Fianna Fáil leader Micheál Martin accused Mr Kenny of hiding behind the Fennelly commission investigating the issue and said “for some reason you will not come into the House and tell the truth”.
But during heated exchanges Mr Kenny suggested Mr Martin was “not familiar with the truth” during a row over claims Mr Kenny fired the then commissioner.
During leaders’ questions Mr Martin referred to a letter sent last week by Minister of State Alex White to 5,000 members of the Labour Party in which he said: “I will not stand over a position where the Taoiseach looks to fire the commissioner of the gardaí without as much as a phone call to the leader of the Labour party”.
Mr Martin asked if Mr Kenny had spoken to Mr White and if he agreed with what he said because the Garda commissioner could only be removed by the Cabinet and “essentially you set in train a series of events to remove the former commissioner without telling your Cabinet colleagues”.
Mr Kenny said he had not spoken to Mr White, whom he said was involved in a leadership contest for his party and “I do not accept Minister White’s assertion”.
In turn, Mr Kenny told Mr Martin:”You made a charge in this House and you’re going to have to stand over it and you won’t stand over it for very long”.
Mr Martin said “one of your own Ministers has made the charge and you haven’t done anything about that. You haven’t even talked to him.
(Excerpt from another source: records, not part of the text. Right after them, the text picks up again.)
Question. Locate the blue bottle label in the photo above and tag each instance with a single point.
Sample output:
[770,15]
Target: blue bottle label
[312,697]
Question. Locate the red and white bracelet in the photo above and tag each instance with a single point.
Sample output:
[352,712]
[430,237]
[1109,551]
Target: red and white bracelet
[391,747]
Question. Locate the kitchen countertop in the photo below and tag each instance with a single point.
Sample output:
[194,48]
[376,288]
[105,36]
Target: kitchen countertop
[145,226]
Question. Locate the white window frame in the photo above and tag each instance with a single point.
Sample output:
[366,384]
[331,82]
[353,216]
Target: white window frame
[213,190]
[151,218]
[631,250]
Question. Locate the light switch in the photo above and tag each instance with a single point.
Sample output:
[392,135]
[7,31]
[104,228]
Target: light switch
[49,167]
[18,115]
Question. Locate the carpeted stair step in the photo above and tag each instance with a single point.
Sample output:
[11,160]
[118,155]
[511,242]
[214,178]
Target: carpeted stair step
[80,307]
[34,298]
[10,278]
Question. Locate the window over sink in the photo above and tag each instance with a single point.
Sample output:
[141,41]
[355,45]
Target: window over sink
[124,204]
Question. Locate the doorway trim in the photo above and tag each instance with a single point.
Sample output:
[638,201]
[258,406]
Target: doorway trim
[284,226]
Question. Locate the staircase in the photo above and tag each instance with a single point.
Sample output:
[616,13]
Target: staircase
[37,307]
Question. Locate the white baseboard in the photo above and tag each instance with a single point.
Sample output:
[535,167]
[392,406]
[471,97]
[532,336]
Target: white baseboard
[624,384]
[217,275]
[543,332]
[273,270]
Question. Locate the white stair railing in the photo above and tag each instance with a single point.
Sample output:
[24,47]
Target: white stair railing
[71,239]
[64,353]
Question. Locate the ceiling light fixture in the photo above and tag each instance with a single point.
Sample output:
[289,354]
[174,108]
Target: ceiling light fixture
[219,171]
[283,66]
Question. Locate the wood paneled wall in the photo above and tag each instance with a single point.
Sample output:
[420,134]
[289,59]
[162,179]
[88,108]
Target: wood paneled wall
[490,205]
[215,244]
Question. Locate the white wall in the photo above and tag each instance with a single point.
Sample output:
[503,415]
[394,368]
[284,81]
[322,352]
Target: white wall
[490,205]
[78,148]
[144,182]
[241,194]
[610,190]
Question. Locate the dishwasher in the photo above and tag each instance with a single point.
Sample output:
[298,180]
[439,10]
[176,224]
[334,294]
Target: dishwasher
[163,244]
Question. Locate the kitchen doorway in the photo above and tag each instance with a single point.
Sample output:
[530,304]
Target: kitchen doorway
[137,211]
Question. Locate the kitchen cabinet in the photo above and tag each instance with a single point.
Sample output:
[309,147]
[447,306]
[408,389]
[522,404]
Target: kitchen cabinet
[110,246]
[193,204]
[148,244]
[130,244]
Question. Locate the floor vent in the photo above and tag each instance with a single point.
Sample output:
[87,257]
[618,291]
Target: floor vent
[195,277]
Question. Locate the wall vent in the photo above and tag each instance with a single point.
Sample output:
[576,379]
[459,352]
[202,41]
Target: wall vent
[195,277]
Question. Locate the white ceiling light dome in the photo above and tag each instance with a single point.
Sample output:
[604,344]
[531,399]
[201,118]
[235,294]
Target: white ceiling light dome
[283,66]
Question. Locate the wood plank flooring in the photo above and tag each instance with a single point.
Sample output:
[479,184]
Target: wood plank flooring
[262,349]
You’ve some neck to come in here and lecture me about that when one of your own Government Ministers has made the assertion.”
The Taoiseach said “I’m well aware of the legislation regarding the removal of a person with the stature of the Garda Commissioner”.
It was “my duty and my responsibility” to bring to the commissioner’s attention his grave concerns about the revelations by the Attorney General about the unsolved murder case in West Cork of Sophie Toscan du Plantier and the taping of phone calls to Garda stations.
Mr Kenny said he brought those concerns to Mr Callinan’s attention “because I would have to inform the Cabinet in the morning of those concerns and anxieties”.
But Mr Martin rounded on him and told the Taoiseach to “stop changing your story as it goes on”. He said it was the commissioner who first brought the issue of phone recordings to the Department of Justice’s attention and the issue “wasn’t actually about a specific Garda recording either. It was about the wider issue of phone recordings at Garda stations that you claim to be so concerned about.”
He added that a working group had been established, the AG’s office was alerted to it and a letter was sent to the minister for justice of the day. Mr Martin dismissed “the idea that it was a bolt out of the blue”.
Mr Kenny told the Fianna Fáil leader “you can pander to the populace if you wish to do that. I have to deal with my responsibilities in the office I occupy.”